My textbook has a question that I'm unsure of my answer on, specifically part (a) and (d):
Suppose that a point $(X,Y)$ is chosen at random from the circle $S$ defined as follows: $$S=\{(x,y):x^2+y^2\le 1\}$$
a) Determine the joint p.d.f. of $X$ and $Y$
My Approach: My guess is that we're basically looking for the probability that we're in $S$? Is that correct?
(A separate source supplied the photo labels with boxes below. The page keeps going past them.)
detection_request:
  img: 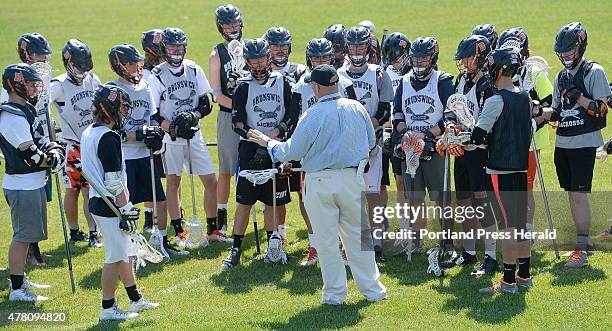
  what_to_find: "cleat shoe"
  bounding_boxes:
[100,302,138,321]
[440,249,478,269]
[565,250,589,269]
[300,247,319,267]
[130,298,159,313]
[207,230,234,243]
[470,254,498,276]
[478,279,518,294]
[221,247,242,270]
[516,274,533,288]
[9,288,49,302]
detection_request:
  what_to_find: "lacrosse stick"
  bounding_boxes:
[185,139,208,248]
[32,62,76,294]
[81,169,164,270]
[147,150,170,262]
[531,120,561,260]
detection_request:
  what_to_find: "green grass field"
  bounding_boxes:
[0,0,612,330]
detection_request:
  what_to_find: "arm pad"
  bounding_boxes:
[104,171,124,196]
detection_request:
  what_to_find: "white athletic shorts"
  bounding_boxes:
[91,214,136,264]
[363,145,382,193]
[162,134,215,176]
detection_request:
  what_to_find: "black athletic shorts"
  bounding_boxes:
[555,147,597,192]
[236,140,291,206]
[453,148,491,200]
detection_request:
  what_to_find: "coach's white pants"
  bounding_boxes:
[304,168,387,304]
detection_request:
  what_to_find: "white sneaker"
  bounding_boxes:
[130,297,159,313]
[9,287,49,302]
[100,302,138,321]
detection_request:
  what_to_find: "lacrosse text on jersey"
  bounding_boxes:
[402,71,444,132]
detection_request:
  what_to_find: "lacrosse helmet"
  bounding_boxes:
[62,39,93,85]
[264,26,291,67]
[554,22,588,69]
[108,44,144,85]
[454,34,491,80]
[242,38,272,82]
[306,38,334,70]
[17,32,51,64]
[161,28,187,67]
[215,4,244,41]
[472,24,497,49]
[2,63,43,105]
[92,84,132,131]
[408,37,440,78]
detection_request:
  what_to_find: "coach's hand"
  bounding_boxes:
[119,202,140,234]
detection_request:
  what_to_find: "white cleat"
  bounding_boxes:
[130,298,159,313]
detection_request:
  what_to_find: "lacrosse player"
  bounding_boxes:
[288,38,357,266]
[393,37,453,253]
[222,38,297,269]
[148,28,225,247]
[0,63,66,302]
[470,48,533,294]
[81,85,159,321]
[0,32,53,266]
[338,26,393,261]
[437,34,498,276]
[323,24,346,69]
[49,39,101,248]
[108,44,180,255]
[263,27,306,82]
[208,4,244,232]
[544,22,612,268]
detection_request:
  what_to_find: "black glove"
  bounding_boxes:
[119,202,140,234]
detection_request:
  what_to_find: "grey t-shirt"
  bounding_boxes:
[552,62,612,149]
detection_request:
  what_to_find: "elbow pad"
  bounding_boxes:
[194,94,212,118]
[104,171,124,196]
[374,102,391,125]
[19,144,47,168]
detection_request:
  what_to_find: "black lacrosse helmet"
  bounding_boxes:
[264,26,291,67]
[408,37,440,78]
[554,22,588,69]
[472,24,497,49]
[306,38,334,70]
[382,32,410,72]
[161,28,187,67]
[108,44,144,85]
[62,39,93,85]
[215,4,244,41]
[454,34,491,79]
[17,32,51,64]
[93,84,132,131]
[2,63,42,105]
[242,38,272,82]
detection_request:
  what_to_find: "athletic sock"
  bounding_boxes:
[206,217,217,235]
[518,257,531,278]
[232,233,244,249]
[504,263,516,284]
[170,218,184,234]
[10,274,23,290]
[125,284,142,302]
[102,298,115,309]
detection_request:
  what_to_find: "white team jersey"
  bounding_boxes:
[245,72,285,132]
[49,73,100,145]
[338,64,379,116]
[110,79,157,160]
[81,124,129,204]
[291,75,353,115]
[402,70,444,131]
[147,59,210,145]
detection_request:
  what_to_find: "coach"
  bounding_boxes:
[248,65,387,305]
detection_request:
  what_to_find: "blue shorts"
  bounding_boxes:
[125,157,166,204]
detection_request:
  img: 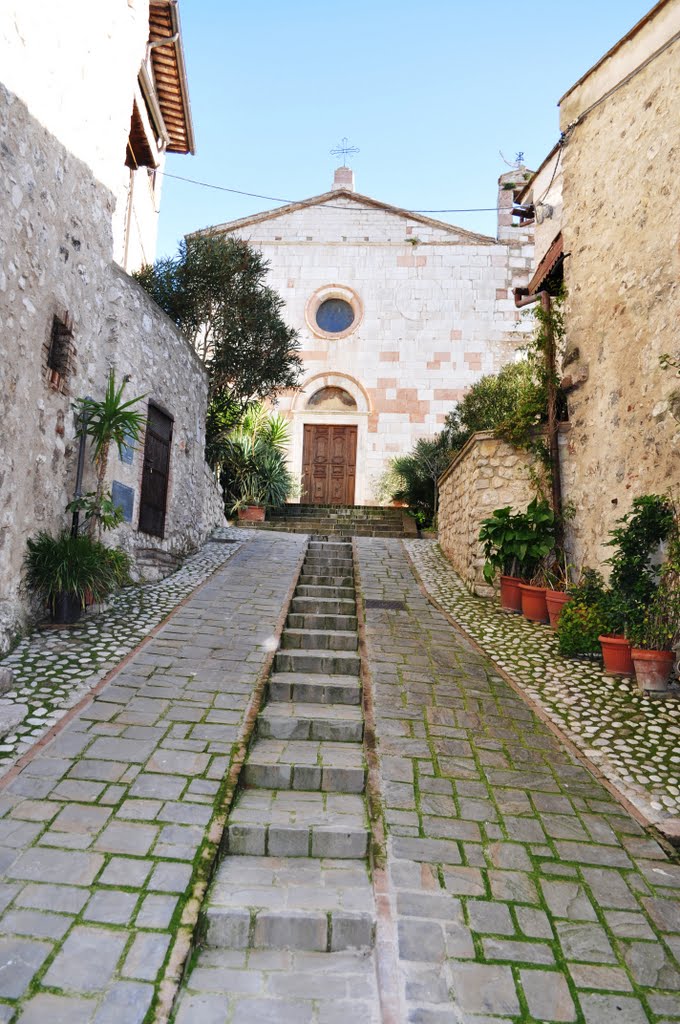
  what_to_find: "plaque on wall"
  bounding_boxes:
[118,434,134,466]
[111,480,134,522]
So I think it should be:
$ f(x,y)= \begin{cases} 1&,\ (x,y)\in S\\ 0&,\text{otherwise}\\ \end{cases} $
b) Determine the marginal p.d.f. of $X$
For this, I'll integrate our joint p.d.f. over $y$: $$f_1(x)=\int_{-\infty}^{\infty}f(x,y)dy=\int_{-\sqrt{1-x^2}}^{\sqrt{1-x^2}}1dy=2\sqrt{1-x^2}$$
c) Determine the marginal p.d.f. of $Y$
Same as above, $$f_2(y)=\int_{-\infty}^{\infty}f(x,y)dx=\int_{-\sqrt{1-y^2}}^{\sqrt{1-y^2}}1dx=2\sqrt{1-y^2}$$
d) Are $X$ and $Y$ independent?
Here, I believe we're seeing whether $f(x,y)=f_1(x)\cdot f_2(y)$ and $2\sqrt{1-x^2} \cdot 2\sqrt{1-y^2}\ne 1$ so $X$ and $Y$ are not independent.